Pour un véhicule de trois millions de F CFA, un acompte d’un million est nécessaire. « Lorsque le véhicule n’est pas immédiatement disponible, il suffit d’une semaine maximum pour la ramener du port de Lomé (Togo) » atteste N.Y. L’achat d’un véhicule se passe suivant la règle de tout marché noir. Le client apprécie l’apparence, puis l’intérieur de la voiture, écoute ensuite le bruit du moteur puis s’engagent toutes les formes de négociations.

Les supplications, la parenté à plaisanterie, les invocations divines et les petites colères sont alors légion sur ces aires de vente. L’essentiel est de trouver un terrain d’entente. Toutefois, certains évitent cette démarche et choisissent de faire le déplacement au Togo ou au Ghana avec un mécanicien. C’est le cas de Eric Drabo. Il a acheté un véhicule « Tout-terrain » à Lomé, « moins cher et en bon état », estime-t-il.

Un casse-tête chinois

En bon état ? Pourtant, il n’est pas rare de voir en pleine circulation ces « quatre roues » s’arrêter brusquement pour panne technique.

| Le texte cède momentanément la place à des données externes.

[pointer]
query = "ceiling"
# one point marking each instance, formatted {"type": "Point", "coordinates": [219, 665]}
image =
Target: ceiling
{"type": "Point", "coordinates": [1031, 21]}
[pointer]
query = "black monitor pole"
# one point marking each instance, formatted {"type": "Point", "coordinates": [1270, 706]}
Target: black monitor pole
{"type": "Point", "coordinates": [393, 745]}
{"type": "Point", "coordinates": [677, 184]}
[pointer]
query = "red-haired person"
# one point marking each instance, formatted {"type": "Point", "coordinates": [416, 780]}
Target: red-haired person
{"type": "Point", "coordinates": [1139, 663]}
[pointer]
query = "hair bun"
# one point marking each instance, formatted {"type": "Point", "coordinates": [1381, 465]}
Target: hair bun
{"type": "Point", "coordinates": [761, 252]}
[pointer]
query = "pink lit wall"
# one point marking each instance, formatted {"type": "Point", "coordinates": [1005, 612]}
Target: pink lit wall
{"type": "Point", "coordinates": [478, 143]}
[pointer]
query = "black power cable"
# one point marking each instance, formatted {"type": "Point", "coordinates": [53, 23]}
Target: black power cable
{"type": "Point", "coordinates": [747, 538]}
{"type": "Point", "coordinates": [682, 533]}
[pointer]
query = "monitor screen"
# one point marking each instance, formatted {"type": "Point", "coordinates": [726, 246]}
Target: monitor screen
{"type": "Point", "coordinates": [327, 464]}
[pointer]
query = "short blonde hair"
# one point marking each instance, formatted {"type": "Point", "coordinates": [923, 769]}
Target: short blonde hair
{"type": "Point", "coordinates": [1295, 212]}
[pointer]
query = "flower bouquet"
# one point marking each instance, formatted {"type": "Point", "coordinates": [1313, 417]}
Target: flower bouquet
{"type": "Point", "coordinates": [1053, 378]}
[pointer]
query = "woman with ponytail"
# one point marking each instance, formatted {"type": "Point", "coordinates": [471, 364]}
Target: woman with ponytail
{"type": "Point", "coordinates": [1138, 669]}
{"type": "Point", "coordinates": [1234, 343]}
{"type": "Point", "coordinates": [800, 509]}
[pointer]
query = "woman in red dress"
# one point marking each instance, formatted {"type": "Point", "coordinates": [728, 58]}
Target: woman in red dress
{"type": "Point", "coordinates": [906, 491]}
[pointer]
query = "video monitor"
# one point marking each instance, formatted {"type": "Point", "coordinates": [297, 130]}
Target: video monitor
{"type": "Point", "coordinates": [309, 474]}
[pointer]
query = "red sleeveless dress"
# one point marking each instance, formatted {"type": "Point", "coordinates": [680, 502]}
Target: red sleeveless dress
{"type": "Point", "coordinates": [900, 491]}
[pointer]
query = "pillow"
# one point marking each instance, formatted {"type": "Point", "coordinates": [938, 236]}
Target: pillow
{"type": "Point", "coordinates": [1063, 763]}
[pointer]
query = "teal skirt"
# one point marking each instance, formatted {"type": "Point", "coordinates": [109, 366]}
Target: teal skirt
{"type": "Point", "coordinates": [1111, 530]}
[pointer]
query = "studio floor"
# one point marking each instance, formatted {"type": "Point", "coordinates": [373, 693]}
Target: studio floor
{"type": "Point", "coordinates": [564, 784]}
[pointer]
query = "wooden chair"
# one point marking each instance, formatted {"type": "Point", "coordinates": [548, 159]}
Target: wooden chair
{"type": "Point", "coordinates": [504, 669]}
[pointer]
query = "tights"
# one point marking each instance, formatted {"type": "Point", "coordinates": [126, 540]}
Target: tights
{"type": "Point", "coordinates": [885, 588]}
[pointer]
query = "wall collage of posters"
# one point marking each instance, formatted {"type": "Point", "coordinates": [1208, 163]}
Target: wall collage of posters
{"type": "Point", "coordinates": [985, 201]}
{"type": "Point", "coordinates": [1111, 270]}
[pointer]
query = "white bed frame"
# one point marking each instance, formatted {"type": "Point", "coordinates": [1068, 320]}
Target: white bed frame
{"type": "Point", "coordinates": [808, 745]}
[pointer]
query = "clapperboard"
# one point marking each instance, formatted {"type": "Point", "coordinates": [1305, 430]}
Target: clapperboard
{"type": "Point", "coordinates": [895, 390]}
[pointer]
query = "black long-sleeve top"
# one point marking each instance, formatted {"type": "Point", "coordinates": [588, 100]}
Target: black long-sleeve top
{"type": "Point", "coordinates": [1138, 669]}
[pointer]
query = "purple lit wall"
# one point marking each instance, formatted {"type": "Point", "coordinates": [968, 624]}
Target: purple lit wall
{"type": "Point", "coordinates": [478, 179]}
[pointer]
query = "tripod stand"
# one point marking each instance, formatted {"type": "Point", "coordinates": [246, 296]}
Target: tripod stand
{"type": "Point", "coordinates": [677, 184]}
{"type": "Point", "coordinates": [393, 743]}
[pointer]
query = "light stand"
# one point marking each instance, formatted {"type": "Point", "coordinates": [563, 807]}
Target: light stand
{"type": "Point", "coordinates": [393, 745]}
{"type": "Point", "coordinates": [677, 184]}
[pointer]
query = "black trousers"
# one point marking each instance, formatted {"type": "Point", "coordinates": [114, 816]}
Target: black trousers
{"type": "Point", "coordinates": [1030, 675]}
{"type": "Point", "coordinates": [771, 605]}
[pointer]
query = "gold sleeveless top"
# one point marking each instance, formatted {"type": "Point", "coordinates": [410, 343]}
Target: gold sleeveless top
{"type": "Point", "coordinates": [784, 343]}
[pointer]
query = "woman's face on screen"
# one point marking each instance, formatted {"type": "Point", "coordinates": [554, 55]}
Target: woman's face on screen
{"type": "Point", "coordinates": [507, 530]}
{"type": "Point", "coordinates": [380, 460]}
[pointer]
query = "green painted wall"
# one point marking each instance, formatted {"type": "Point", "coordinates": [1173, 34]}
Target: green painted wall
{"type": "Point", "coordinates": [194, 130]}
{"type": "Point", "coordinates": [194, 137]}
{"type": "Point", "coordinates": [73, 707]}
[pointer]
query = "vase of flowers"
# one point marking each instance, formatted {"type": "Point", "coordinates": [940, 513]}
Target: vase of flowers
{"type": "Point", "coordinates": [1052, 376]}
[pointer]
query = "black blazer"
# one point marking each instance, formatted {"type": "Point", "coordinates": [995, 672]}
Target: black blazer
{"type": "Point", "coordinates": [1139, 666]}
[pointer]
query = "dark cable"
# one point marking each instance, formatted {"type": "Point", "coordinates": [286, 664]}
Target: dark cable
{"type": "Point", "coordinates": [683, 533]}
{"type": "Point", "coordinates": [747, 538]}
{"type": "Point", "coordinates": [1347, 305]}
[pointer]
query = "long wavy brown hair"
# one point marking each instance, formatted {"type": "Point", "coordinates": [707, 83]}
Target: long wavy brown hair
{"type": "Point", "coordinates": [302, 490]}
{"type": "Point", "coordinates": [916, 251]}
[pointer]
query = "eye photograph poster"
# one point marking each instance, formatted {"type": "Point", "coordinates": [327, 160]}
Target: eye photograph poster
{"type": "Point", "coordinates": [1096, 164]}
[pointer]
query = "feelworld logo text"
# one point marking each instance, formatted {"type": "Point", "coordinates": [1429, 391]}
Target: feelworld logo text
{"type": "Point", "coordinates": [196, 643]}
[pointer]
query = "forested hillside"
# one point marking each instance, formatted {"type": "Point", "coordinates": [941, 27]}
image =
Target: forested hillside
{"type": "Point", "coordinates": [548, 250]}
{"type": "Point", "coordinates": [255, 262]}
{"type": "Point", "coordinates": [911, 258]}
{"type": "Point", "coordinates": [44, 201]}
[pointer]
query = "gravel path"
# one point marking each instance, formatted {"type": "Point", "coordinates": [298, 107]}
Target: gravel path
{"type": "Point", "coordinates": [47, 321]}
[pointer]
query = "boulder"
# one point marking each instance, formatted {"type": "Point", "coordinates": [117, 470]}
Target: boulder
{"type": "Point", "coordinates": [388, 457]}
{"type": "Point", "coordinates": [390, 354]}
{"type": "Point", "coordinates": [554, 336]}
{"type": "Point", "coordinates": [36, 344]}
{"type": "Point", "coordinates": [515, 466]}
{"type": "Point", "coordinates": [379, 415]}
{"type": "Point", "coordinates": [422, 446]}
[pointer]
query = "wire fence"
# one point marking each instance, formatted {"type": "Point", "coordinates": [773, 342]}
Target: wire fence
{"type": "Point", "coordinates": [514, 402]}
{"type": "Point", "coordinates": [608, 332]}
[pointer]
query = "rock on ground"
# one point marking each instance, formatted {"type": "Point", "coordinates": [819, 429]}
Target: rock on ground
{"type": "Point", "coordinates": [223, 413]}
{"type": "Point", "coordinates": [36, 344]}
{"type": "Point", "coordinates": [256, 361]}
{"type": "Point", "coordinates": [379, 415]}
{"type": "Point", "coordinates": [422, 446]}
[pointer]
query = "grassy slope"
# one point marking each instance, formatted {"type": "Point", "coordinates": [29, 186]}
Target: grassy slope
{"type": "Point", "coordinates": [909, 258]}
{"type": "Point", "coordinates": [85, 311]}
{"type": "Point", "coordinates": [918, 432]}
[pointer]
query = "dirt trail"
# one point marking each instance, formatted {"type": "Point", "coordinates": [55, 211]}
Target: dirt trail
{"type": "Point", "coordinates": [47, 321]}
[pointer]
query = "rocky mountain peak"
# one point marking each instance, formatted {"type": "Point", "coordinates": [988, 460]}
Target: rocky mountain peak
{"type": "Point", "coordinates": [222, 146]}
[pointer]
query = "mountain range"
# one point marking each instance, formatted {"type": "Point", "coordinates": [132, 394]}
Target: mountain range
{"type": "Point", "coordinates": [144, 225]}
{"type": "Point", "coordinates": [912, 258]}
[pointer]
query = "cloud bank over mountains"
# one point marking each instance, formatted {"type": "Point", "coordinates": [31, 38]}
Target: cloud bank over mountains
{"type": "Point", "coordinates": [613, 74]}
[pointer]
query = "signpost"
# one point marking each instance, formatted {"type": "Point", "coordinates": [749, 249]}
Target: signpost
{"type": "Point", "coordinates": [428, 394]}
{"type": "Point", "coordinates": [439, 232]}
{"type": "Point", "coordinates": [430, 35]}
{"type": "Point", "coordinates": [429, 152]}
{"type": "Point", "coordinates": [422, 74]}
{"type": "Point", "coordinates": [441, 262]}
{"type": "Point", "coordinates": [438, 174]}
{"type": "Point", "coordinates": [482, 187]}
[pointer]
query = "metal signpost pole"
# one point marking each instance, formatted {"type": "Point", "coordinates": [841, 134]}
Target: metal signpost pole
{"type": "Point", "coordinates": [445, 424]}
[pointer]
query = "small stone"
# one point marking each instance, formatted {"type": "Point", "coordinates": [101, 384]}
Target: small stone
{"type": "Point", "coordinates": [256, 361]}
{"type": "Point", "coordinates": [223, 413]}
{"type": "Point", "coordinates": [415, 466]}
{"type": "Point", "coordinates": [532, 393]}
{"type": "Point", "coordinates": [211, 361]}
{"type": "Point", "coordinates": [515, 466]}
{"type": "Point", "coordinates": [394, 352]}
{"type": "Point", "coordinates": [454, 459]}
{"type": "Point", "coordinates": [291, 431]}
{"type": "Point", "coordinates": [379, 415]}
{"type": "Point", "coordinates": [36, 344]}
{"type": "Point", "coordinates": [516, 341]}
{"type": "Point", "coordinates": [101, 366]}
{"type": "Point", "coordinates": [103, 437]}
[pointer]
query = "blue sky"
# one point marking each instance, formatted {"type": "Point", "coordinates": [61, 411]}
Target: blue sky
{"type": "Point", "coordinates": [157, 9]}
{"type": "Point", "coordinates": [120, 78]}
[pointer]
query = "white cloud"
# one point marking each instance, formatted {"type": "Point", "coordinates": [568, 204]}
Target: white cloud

Alors on pousse, on pousse... Quelquefois, elle preinnent feu. A ces incertitudes s’ajoutent d’autres angoisses telles la consommation excessive de carburant ou la vétusté des pièces. Cette situation fait le bonheur des nombreux garages et magasins de pièces de rechange en plein essor.

Malgré tout, la voiture reste un luxe, un signe de richesse pour bon nombre de personnes. « Posséder une voiture fait de vous un homme fortuné. Vous êtes sollicité de toutes parts par des personnes convaincues que vous êtes aisé », déplore M. Zongo.
Mais au regard du profit qu’il en tire, il estime que sa « France au revoir » est un mal nécessaire.